Thanks to new RNA vaccines, we humans have been able to protect ourselves incredibly quickly from new viruses like SARS-CoV-2, the virus that causes COVID-19. These vaccines insert a piece of ephemeral genetic material into the body’s cells, which then read its code and churn out a specific protein—in this case, telltale “spikes” that stud the outside of the coronavirus—priming the immune system to fight future invaders.

The technique is effective, and has promise for all sorts of therapies, says Eerik Kaseniit, Ph.D. student in bioengineering at Stanford. At the moment, though, these sorts of RNA therapies can’t focus on specific cells. Once injected into the body, they indiscriminately make the encoded protein in every cell they enter.
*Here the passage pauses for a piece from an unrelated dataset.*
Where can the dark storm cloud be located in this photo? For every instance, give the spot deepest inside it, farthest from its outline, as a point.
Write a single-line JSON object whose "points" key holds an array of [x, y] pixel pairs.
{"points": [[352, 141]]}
If you want to use them to treat only one kind of cell—like those inside a cancerous tumor—you’ll need something more precise.

Kaseniit and his advisor, assistant professor of chemical engineering Xiaojing Gao, may have found a way to make this possible. They’ve created a new tool called an RNA “sensor”—a strand of lab-made RNA that reveals its contents only when it enters particular tissues within the body. The method is so exact that it can home in on both and cell states, activating only when its target cell is creating a certain RNA, says Gao. The pair published their findings Oct. 5 in the journal Nature Biotechnology.